Pour l'élite égyptienne, ces "gated communities" ou "compounds", inspirées des résidences privées très populaires aux Etats-Unis, sont devenues le seul échappatoire dans une mégalopole chaotique de quelque 20 millions d'habitants, surpeuplée et polluée.
La tendance, lancée à la fin des années 1990, traduit le fossé grandissant entre les classes sociales, estiment des économistes.
"Il y a de jolis paysages, une belle vue, alors que là-bas (au Caire), il y a des ordures partout", explique Mme Khalifa, installée avec son mari dans un compound à l'est du Caire.
Comme cette trentenaire, les riches Cairotes fuient des rues bruyantes et paralysées par de gigantesques embouteillages. Ils se retrouvent dans le calme et la verdure luxuriante des résidences fermées qui poussent comme des champignons aux portes du désert, avec terrains de golf, piscines et salles de sport.

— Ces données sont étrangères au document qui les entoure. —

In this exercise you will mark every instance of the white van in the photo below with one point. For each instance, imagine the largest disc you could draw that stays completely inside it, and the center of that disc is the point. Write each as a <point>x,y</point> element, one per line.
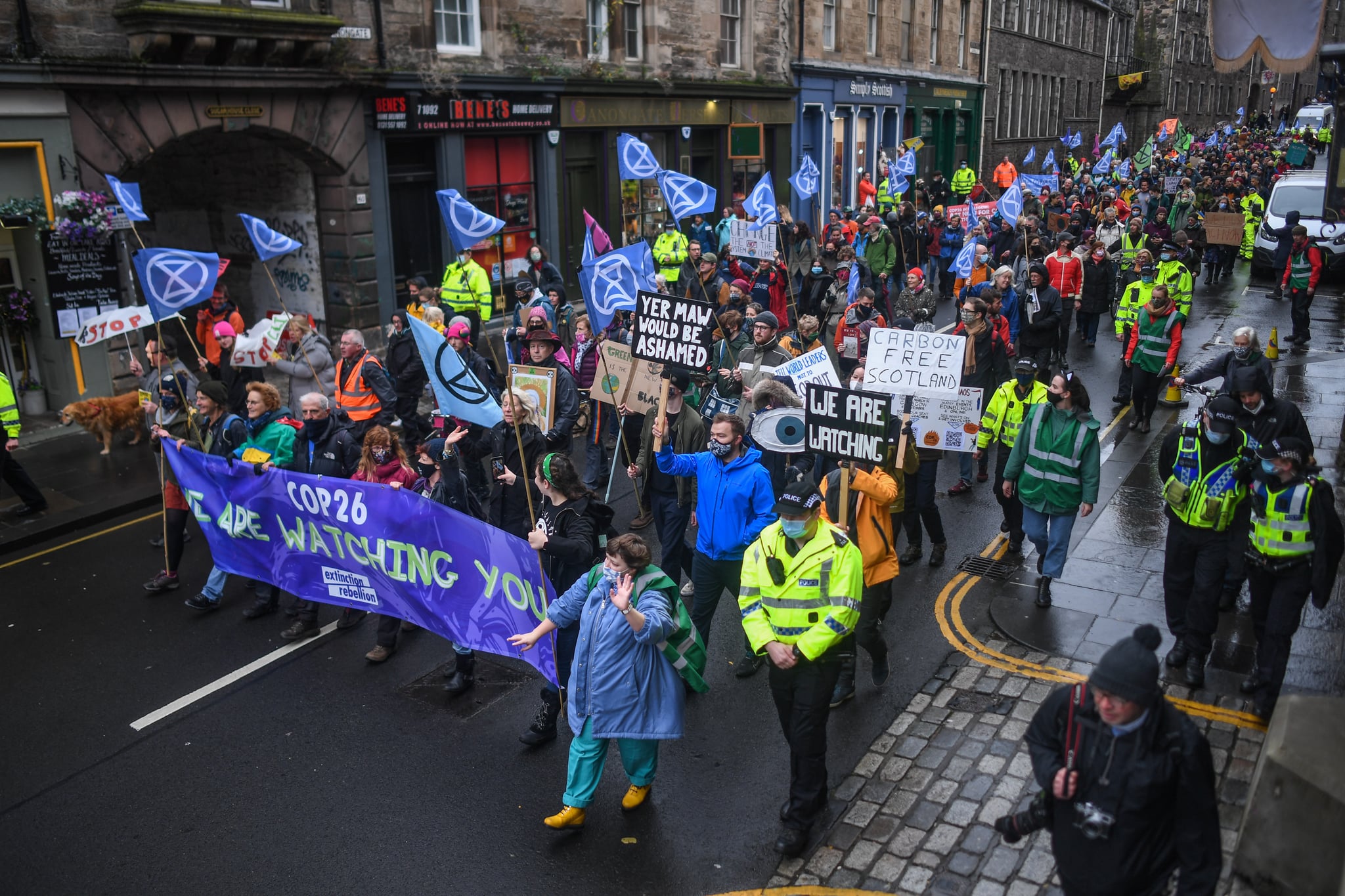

"Vous payez plus pour l'entretien, mais ils vous fournissent une meilleure sécurité", poursuit Mme Khalifa.
Minorité
Elle fait toutefois partie d'une minorité de privilégiés, dans un pays où le pourcentage d'Egyptiens vivant sous le seuil de pauvreté est passé de 16,7% en 2000 à 27,8% des 90 millions d'habitants en 2015, selon des statistiques officielles.
Et à l'ouest du Caire, dans la banlieue du 6-Octobre, Mohamed et plusieurs ouvriers journaliers attendent en bordure de route de trouver un petit boulot qui leur apportera leur salaire de la journée.
Tous vivent dans le même appartement et dorment à même le sol. "On mange des fèves matin, midi et soir", ironise Mohamed, originaire de la province de Souhag, dans le sud.
Installé au Caire depuis deux ans, le jeune homme de 18 ans a dû abandonner l'école pour travailler.
A travers un projet évaluant la répartition des revenus en Egypte sur la base des prix de l'immobilier, un économiste de la Banque mondiale, Roy van der Weide, a constaté que les inégalités étaient "bien plus élevées que ce que peuvent suggérer les estimations des sondages conventionnels".
Pour relancer une économie à la traîne depuis la révolte de 2011 qui a chassé Hosni Moubarak du pouvoir, l'Egypte a obtenu un prêt de 12 milliards de dollars du Fond monétaire international (FMI) en contrepartie de réformes économiques drastiques.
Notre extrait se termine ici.